First of all, it must be clarified that cryptocurrencies, despite being born from a consensus of use and being an indirect means for exchange, are not seen as legal tender. Since each country or group of countries reserves the exclusive right to issue its own currency and makes the compulsory payment of taxes to that currency subject to it. By doing this, they ensure that wages are paid only with the currency issued by the central bank and this allows them to control the flow of capital.
Due to the appearance of cryptocurrencies, two types of users have appeared. On the one hand, the people who generate these capitals to sell them, on the other hand, the people who acquire them. In the latter case, large amounts of legal capital flow into cryptocurrencies and not only the entire tax system suffers, but the entire economy in general. In addition, the anonymity in cryptocurrency transactions gives wings to illicit operations in theory. That is why Europe seeks to end cryptocurrencies by eliminating anonymity in transactions.
Europe on the hunt for cryptocurrencies, the measures they intend to adopt
A few days ago, the European Union proposed a new bill, which would apply to all member countries and which seeks the prohibition of anonymous digital wallets and fund transfers from them. On the grounds of protecting EU citizens and the financial system.
The bill is based on four different points:
- Establish a new EU agency against money laundering and terrorist financing.
- Implement new rules that affect the relationships between both parties in transactions.
- Update Directive 2015/849 of the European Union, in order to cover national supervision by members establishes
- New rules for institutions and financial intelligence units and amendments to the “Regulation on the monitoring of the transfer of cryptographic funds” of 2015.
The idea behind these measures is to end the anonymity of transfers, which will give member countries an inventory of capital movements to and from digital wallets. So if these laws are approved, the same rules as traditional bank transfers will apply. This includes information such as the sender’s name, the sender’s account number, the sender’s address, the personal identification number, the client’s identification or the date and place of birth, the name of the beneficiary and the personal account number of the beneficiary the place where the account is stored.
How does this affect the hardware?
Today the hardware of every PC has a series of back doors that security agencies can access, the most famous of which are the Intel Management Engine and the AMD Platform Security Processor. Which give remote access to your PC to both Intel and AMD, taking advantage of the fact that they acquire the highest possible level of privilege. And when we say access we mean total remote control.

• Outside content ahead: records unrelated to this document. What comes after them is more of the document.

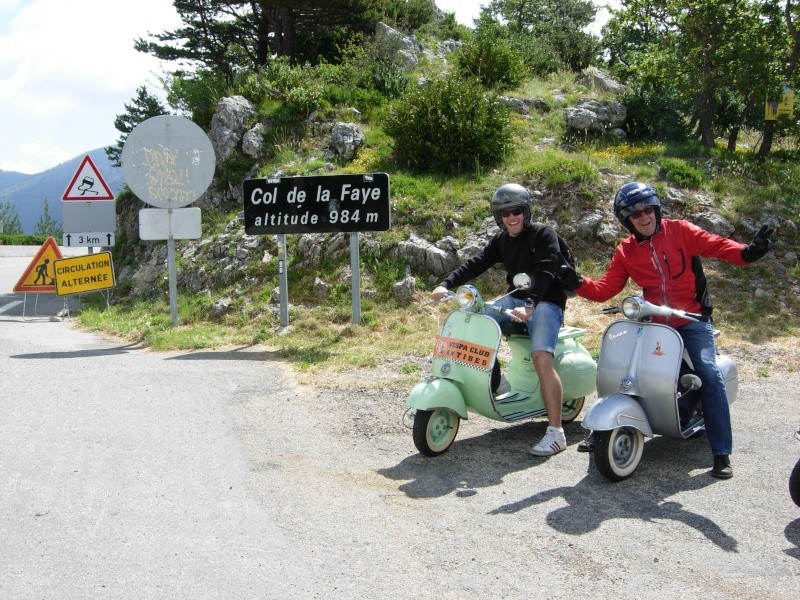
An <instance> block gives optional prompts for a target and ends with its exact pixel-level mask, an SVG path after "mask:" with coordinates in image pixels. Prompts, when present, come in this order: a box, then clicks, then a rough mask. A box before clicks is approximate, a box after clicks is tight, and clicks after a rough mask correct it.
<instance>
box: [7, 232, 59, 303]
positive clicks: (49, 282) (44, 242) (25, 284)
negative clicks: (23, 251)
mask: <svg viewBox="0 0 800 600" xmlns="http://www.w3.org/2000/svg"><path fill="white" fill-rule="evenodd" d="M59 258H61V250H59V248H58V244H57V243H56V241H55V239H53V238H51V237H49V238H47V239H46V240H45V242H44V244H42V247H41V248H39V251H38V252H37V253H36V256H34V257H33V260H32V261H31V264H29V265H28V268H27V269H25V272H24V273H23V274H22V277H20V278H19V281H17V285H15V286H14V291H15V292H20V293H25V294H33V293H36V294H52V293H54V292H55V291H56V281H55V277H54V276H53V263H55V261H56V260H58V259H59Z"/></svg>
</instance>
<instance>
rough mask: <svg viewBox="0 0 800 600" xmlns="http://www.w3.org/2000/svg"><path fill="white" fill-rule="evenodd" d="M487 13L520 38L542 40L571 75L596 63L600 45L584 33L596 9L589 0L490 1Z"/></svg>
mask: <svg viewBox="0 0 800 600" xmlns="http://www.w3.org/2000/svg"><path fill="white" fill-rule="evenodd" d="M488 12H489V13H490V14H492V15H493V16H494V17H496V18H499V20H501V21H502V22H504V23H506V24H508V27H509V29H511V31H513V32H515V33H516V34H517V35H518V36H521V37H532V38H535V39H538V40H542V41H543V42H545V43H546V44H547V45H548V46H550V47H551V48H553V50H554V51H555V52H556V53H557V54H558V56H559V58H560V59H561V62H563V63H564V64H565V65H566V66H567V67H568V68H569V69H571V70H573V71H581V70H583V69H584V68H586V67H587V66H589V65H590V64H592V63H593V62H595V60H596V59H597V57H598V55H599V50H600V45H599V42H598V40H597V38H596V37H595V36H593V35H592V34H590V33H586V32H585V31H584V29H585V28H586V27H587V26H588V25H590V24H591V23H592V22H593V21H594V17H595V14H596V13H597V9H596V8H595V6H594V4H593V3H592V2H591V1H589V0H492V2H490V3H489V6H488Z"/></svg>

With the arrival of Windows 11 and the need to place a TPM chip to be able to make it work and that stores the keys and user data. In the future, with regard to the administrations of each country, our computers with our data will be exposed to the public administrations regardless of the political color of the specific country. In this way, the different administrations may be remotely monitoring the use of each computer without the users knowing.

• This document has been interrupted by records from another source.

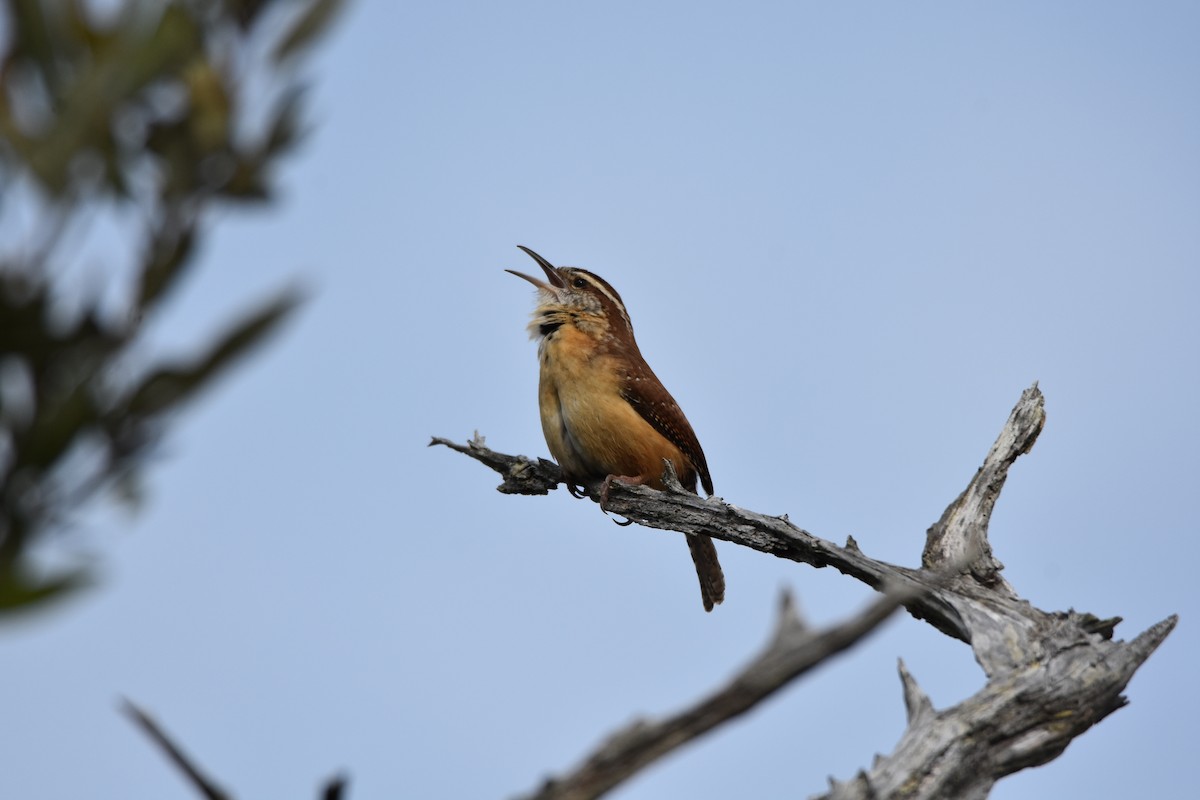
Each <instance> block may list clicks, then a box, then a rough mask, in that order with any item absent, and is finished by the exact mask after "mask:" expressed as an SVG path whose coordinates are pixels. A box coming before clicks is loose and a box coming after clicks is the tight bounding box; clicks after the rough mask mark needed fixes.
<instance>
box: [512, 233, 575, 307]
mask: <svg viewBox="0 0 1200 800" xmlns="http://www.w3.org/2000/svg"><path fill="white" fill-rule="evenodd" d="M517 247H520V248H521V249H523V251H524V252H526V253H528V254H529V258H532V259H533V260H535V261H538V266H540V267H541V271H542V272H545V273H546V278H547V279H550V283H546V282H545V281H539V279H538V278H535V277H533V276H529V275H526V273H524V272H517V271H516V270H504V271H505V272H511V273H512V275H515V276H517V277H518V278H524V279H526V281H528V282H529V283H532V284H534V285H535V287H538V288H539V289H541V290H542V291H548V293H551V294H553V295H557V294H558V291H559V289H565V288H566V282H565V281H563V276H560V275H559V273H558V270H556V269H554V265H553V264H551V263H550V261H547V260H546V259H544V258H542V257H541V255H538V253H535V252H533V251H532V249H529V248H528V247H526V246H524V245H517Z"/></svg>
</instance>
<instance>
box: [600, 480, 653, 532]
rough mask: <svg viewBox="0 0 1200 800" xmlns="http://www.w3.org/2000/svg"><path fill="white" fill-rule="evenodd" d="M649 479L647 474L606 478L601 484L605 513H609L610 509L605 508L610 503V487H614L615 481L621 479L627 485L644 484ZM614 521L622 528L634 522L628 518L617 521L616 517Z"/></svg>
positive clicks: (601, 497) (625, 485) (647, 480)
mask: <svg viewBox="0 0 1200 800" xmlns="http://www.w3.org/2000/svg"><path fill="white" fill-rule="evenodd" d="M648 480H649V479H648V477H647V476H646V475H610V476H608V477H606V479H604V483H601V485H600V510H601V511H604V512H605V513H608V510H607V509H605V505H607V504H608V489H611V488H612V482H613V481H620V482H622V483H624V485H625V486H642V485H644V483H646V482H647V481H648ZM613 522H616V523H617V524H618V525H620V527H622V528H624V527H625V525H632V524H634V521H632V519H626V521H625V522H617V521H616V519H613Z"/></svg>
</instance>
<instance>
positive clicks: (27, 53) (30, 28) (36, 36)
mask: <svg viewBox="0 0 1200 800" xmlns="http://www.w3.org/2000/svg"><path fill="white" fill-rule="evenodd" d="M8 16H10V19H11V22H12V26H13V32H12V34H11V37H12V42H13V52H12V53H11V54H10V58H12V59H18V58H22V56H24V58H28V59H30V60H31V61H32V62H34V64H35V65H36V66H37V68H38V71H40V72H41V73H42V77H43V78H44V79H46V84H47V86H49V89H50V91H52V92H53V91H54V89H55V88H56V86H58V73H59V71H58V64H56V61H55V56H54V44H53V43H52V37H50V30H49V25H48V24H47V19H46V8H44V7H43V2H42V0H8Z"/></svg>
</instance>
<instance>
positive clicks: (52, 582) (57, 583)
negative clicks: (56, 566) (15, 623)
mask: <svg viewBox="0 0 1200 800" xmlns="http://www.w3.org/2000/svg"><path fill="white" fill-rule="evenodd" d="M91 583H92V575H91V572H90V571H88V570H74V571H71V572H64V573H61V575H56V576H54V577H52V578H43V579H37V578H34V577H32V576H30V575H28V573H26V572H25V571H24V570H19V569H8V570H2V571H0V618H2V616H4V615H5V614H12V613H14V612H24V610H30V609H32V608H34V607H38V608H40V607H41V606H42V604H43V603H44V602H46V601H48V600H61V599H62V597H65V596H67V595H70V594H71V593H73V591H76V590H77V589H83V588H84V587H88V585H90V584H91Z"/></svg>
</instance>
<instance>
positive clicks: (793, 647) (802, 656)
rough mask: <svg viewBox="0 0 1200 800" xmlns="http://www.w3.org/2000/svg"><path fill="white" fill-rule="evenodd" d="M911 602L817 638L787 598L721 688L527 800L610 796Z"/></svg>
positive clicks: (878, 624)
mask: <svg viewBox="0 0 1200 800" xmlns="http://www.w3.org/2000/svg"><path fill="white" fill-rule="evenodd" d="M911 595H912V590H911V589H905V590H895V591H890V593H888V594H886V595H883V597H881V599H878V600H876V601H875V602H874V603H871V604H870V606H868V607H866V608H865V609H863V610H862V612H859V613H858V614H856V615H854V616H852V618H851V619H848V620H846V621H845V622H841V624H840V625H834V626H832V627H829V628H827V630H824V631H821V632H820V633H815V632H812V631H811V630H810V628H809V627H808V626H806V625H805V624H804V622H803V620H802V619H800V616H799V614H798V613H797V612H796V606H794V603H793V601H792V596H791V594H788V593H784V596H782V599H781V602H780V612H779V620H778V622H776V624H775V631H774V633H773V634H772V638H770V640H769V642H768V643H767V646H766V648H764V649H763V651H762V652H761V654H758V655H757V656H756V657H755V658H754V660H752V661H750V663H748V664H746V666H745V667H743V668H742V669H740V670H739V672H738V673H737V674H736V675H734V676H733V678H732V679H731V680H730V681H728V682H727V684H726V685H725V686H724V687H721V688H720V690H718V691H715V692H713V693H712V694H709V696H708V697H706V698H703V699H702V700H700V702H697V703H695V704H694V705H691V706H689V708H686V709H684V710H682V711H679V712H677V714H673V715H671V716H670V717H665V718H662V720H658V721H654V720H635V721H634V722H632V723H630V724H629V726H626V727H624V728H622V729H620V730H617V732H616V733H613V734H612V735H610V736H608V738H607V739H606V740H605V741H604V742H602V744H601V745H600V746H599V747H598V748H596V750H595V752H594V753H592V756H589V757H588V758H587V759H586V760H584V762H583V763H582V764H581V765H580V766H577V768H576V769H574V770H571V771H570V772H569V774H566V775H564V776H560V777H553V778H548V780H547V781H546V782H545V784H542V787H541V788H540V789H538V790H536V792H534V793H533V794H528V795H523V800H586V799H587V798H596V796H600V795H601V794H604V793H605V792H608V790H610V789H612V788H613V787H616V786H618V784H619V783H620V782H623V781H625V780H626V778H629V777H631V776H632V775H635V774H636V772H638V771H640V770H641V769H643V768H644V766H647V765H648V764H650V763H653V762H655V760H658V759H659V758H661V757H662V756H665V754H667V753H668V752H671V751H673V750H676V748H678V747H682V746H683V745H685V744H688V742H689V741H691V740H692V739H696V738H697V736H700V735H702V734H704V733H707V732H709V730H712V729H713V728H715V727H718V726H719V724H722V723H725V722H728V721H730V720H732V718H734V717H738V716H740V715H742V714H745V712H746V711H749V710H750V709H752V708H754V706H756V705H758V704H760V703H761V702H763V700H764V699H767V698H768V697H770V696H772V694H774V693H775V692H776V691H779V690H780V688H782V687H784V686H786V685H787V684H790V682H791V681H792V680H794V679H796V678H799V676H800V675H803V674H804V673H806V672H808V670H809V669H811V668H812V667H815V666H817V664H818V663H821V662H823V661H824V660H827V658H829V657H830V656H834V655H836V654H839V652H841V651H844V650H847V649H848V648H851V646H853V645H854V644H856V643H857V642H859V640H860V639H862V638H863V637H865V636H866V634H868V633H870V632H871V631H874V630H875V628H876V627H878V625H880V624H882V622H883V621H884V620H887V619H888V618H889V616H892V613H893V612H894V610H895V609H896V608H899V607H900V606H901V604H904V602H905V601H906V600H908V599H910V597H911Z"/></svg>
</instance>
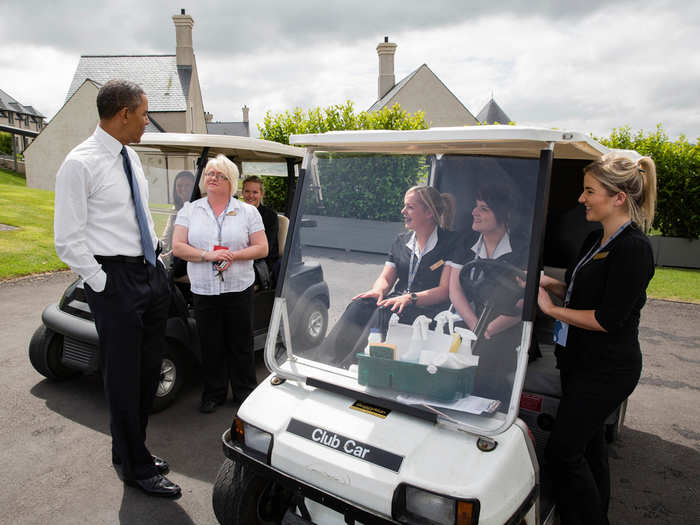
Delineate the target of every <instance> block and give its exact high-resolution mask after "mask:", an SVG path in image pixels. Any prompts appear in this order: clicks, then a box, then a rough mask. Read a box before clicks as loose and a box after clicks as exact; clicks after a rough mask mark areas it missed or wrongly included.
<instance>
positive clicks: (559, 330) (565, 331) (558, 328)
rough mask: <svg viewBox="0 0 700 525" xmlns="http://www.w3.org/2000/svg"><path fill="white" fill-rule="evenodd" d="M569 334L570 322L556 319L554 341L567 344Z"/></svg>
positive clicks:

What’s more, operating systems can carry an activity monitor that indicates the processes and applications that are running on the PC at all times. From which the use of mining software can be induced. Thus, with a series of measures, Europe will be able to deduce that they are making use of cryptocurrencies, either as a miner or to trade with them.
If this sounds dystopian to you, I’ll just let go of one thing. Each of the CPUs that have been produced has a unique ID which is its serial code, which can be consulted with a simple instruction. Every Windows installation, even a pirated copy, has a code that is generated and sent to Microsoft who know if your copy is pirated or not. If we add to this what we have commented in the first paragraph about the TPM saving sensitive data, it is very clear that if these solutions are approved, our PCs will be even more monitored in their use.
And what about graphics cards?
Graphics cards are the hardware used to mine a good part of the cryptocurrencies, although as the complexity of the algorithm grows, they are gradually being abandoned. Every cryptocurrency starts with being able to decode with a fraction of a CPU core to pass to the GPU and later to the mining ASICs. The evolution goes with the reduction of the energy cost per operation carried out by said processor.
When a cryptocurrency reaches the maximum popularity is when the mining of it through a graphics card begins to become popular. The demand for graphics hardware is growing and huge amounts of capital are going to buy this equipment to set up mining farms where these graphics are running all the time. For the moment companies like NVIDIA have limited the mining of certain cryptocurrencies in their RTX 30, but this is a game of cat and mouse and in the same way that hackers continually find new security flaws, the same happens with the creation of dozens of cryptocurrencies, where not all are successful.
The only way to be able to limit the use of GPUs for cryptocurrency mining has to do with blocking certain applications remotely, we have discussed how to do this in the previous section. Through the monitoring of user applications and subsequent remote blocking, as well as vetoing the use of the hardware or all its resources.